You can take some Dog record from some pet-simulation library and then `extend-type` it with the IPageObject protocol and make the Dog record now something that can be displayed on a webpage
The magic of Clojure is that if a problem can be solved with an interface Clojure lets you solve it with an interface. It doesn't have any magic to show off, it is just a relentless implementation of a lot of basic good ideas.
???
I don't understand. Did you not read my comment?
I just explained how your seemlessly extend records across library boundaries. It's not just solving with interfaces
I don't agree with your characterisation of what the magic of protocols is. A protocol is the lightest possible thing that captures how two things can interface. That is magic in a way, but it is also the end of it, Clojure does a masterful job of keeping concepts tidy. In terms of what you can do with protocols, you can indeed do that in many languages. Clojure is pretty smooth but there is nothing stopping anyone implementing any interface on any object in most languages; build some sort of adapting whatever. It is rare enough in practice that the extra dev work isn't a major problem.

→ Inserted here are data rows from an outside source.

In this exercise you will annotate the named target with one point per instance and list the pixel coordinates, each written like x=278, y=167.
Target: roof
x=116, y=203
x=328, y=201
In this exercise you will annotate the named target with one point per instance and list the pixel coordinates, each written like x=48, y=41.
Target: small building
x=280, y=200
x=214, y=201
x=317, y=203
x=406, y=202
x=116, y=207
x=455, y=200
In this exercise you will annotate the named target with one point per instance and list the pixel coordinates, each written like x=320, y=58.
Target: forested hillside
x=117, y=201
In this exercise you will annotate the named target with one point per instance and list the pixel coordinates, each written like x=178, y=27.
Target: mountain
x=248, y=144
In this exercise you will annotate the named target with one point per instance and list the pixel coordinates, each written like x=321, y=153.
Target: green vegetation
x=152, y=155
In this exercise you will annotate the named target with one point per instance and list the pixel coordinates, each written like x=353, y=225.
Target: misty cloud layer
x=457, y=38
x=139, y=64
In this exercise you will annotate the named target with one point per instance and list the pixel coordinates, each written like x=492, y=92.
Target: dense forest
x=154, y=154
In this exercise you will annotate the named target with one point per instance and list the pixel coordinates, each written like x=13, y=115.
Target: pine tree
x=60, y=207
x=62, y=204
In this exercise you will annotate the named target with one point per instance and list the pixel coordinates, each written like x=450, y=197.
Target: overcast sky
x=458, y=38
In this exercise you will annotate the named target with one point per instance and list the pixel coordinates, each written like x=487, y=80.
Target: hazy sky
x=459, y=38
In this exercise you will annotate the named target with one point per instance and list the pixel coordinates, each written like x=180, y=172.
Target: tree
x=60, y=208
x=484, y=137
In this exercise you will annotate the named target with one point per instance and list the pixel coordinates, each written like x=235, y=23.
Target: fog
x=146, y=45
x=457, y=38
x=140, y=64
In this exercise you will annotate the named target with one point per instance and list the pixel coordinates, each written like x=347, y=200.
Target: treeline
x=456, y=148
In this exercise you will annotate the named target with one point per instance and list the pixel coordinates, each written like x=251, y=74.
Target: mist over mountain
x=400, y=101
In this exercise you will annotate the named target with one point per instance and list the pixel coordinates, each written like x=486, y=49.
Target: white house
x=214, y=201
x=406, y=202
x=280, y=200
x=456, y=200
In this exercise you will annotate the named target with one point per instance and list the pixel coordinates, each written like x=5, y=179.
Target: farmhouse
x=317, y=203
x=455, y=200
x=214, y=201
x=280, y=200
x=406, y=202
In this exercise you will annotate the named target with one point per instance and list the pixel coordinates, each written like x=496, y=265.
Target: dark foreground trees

And as a bonus observation, any time your example of how to use a programming feature involves animals it is a fake use case. It is a bad sign because it suggests that the benefit doesn't have a real world use.
Mmm, I don't think what you're saying is true?
I'll be honest I haven't touched Java in a long time, and I'm haven't had to extend my Clojure code this much before (but it's nice to know that I can - and use protocols with confidence)
Say LibraryA has some record..
LibraryB and LibraryC `extend-type` the record and implement additional functionality by implementing protocols..
Now you want to us both libraries in your application and use this record with both extensions. In Java this is forbidden due to diamond dependencies restrictions.
You can use multiple protocols in Java, but you can't have the protocols implemented (there are default methods but they don't have access to the Record's state)
Is there some way around this..? As far as I understand there isn't.
Furthermore, all the extensions need wrappers and need names. Nobody is doing this b/c you'd go nuts. But in Clojure it'd be a natural way to extend a library.
For instance
(defprotocol MyProtocol
(foo [x]))
(extend-type clojure.lang.PersistentVector
MyProtocol
(foo [x] (str "Vector of size " (count x))))
(extend-type clojure.lang.PersistentList
MyProtocol
(foo [x] (str "List of size " (count x))))
I can keep using vectors and lists as before and have new functionality. I don't need a new wrapper to think aboutI can't claim to know much of anything about Java. But this sounds like it might be linked to Java's type system and Clojure is an untyped language. From what I know of typed languages I don't see how a Clojure style interface could be implemented in a typed language or why someone would want to do that if they have chosen a typed language. So I don't understand the point and I don't know Java.
I'm fairly confident that Java is technically capable of doing anything Clojure can since in the extreme case someone could implement a Clojure library callable from Java. In a similar way to how the Python community claims to do machine learning despite all critical code actually being in C++.